Levin feigned the difficulty. He said: ‘Shelenkov was given to being melodramatic’

‘Want to spell that out for us?’ said Norris.

‘He toasted the progress of communism…’ Levin paused for effect, and said: ‘I found it embarrassing. He was very loud: I thought it all unnecessary.’

‘Where, exactly, to the progress of communism?’ isolated Crookshank.

The man might be the least convinced but he was the one who picked up the carefully dangled carrots, decided Levin. He said: ‘That was how Latin America came into the conversation.’

Both Myers and Norris came perceptibly forward in their seats. Myers said: ‘Let’s get this into sequence, Yevgennie. What did he begin talking about first, Latin America or the Caribbean?’

Levin appeared to give the question consideration. Then he said: ‘I think Latin America… yes, it was definitely Latin America.’

‘Think you could remember the exact words?’ suggested Norris.

Levin laughed, guessing at another disguised pit. ‘How could I possibly remember the exact words after all this time!’

‘Paraphrase it then,’ shrugged Norris.

‘He lifted up his glass – showing off, like I said – and toasted the progress of communism.

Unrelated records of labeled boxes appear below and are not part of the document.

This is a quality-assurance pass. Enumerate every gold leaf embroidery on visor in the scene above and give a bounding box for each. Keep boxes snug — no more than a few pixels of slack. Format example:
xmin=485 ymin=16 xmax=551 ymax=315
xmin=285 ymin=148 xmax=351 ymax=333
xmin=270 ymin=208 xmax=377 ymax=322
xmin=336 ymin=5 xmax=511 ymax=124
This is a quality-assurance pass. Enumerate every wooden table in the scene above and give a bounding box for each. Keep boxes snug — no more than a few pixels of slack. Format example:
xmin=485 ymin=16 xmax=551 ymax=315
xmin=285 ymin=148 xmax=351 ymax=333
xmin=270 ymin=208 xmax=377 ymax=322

He said Latin American. Then Nicaragua…’

‘Nicaragua!’ Myers spoke lightly ahead of Norris but it was the suspicious Crookshank who pounced with the question.

‘We asked you specifically about countries last time!’ he challenged. ‘You said you couldn’t remember!’

‘You asked me to try to remember,’ corrected Levin. ‘I’ve done so, as best I can. I recall Shelenkov making that toast and mentioning Nicaragua. He was laughing, like I told you, about the people you trusted. He said there was no danger to the Sandinista regime while the main opposition was the Nicaraguan Democratic Force. And then there was a name.’

‘What name!’ demanded the lawyer.

Levin shook his head, in supposed apology. ‘That’s it,’ he said. ‘I’ve tried to recall it precisely, but I can’t. I’m not sure which it was.’

‘Give it to us!’ said Myers.

‘It was either Hernandez or Fernandez,’ offered Levin. ‘They both seem to be among the commonest names in the region, so I don’t think it means anything… I’m sorry.’

The identity was, in fact, Ramon Hernandez and he was deputy operational commander of the CIA-backed Democratic Force and regarded by the Agency as their leading asset in the attempted overthrow of the Sandinistas. All of which Moscow knew from their support and infiltration of the Managua government and none of which had come from any encounter with Shelenkov, whose sole responsibility had been running the CIA spy John Willick.

Already on the pads in front of them Myers and Norris had a ring around the name Hernandez. On his sheet Myers wrote ‘We’ve got a trace’ with several exclamation marks and thrust it sideways, to Norris.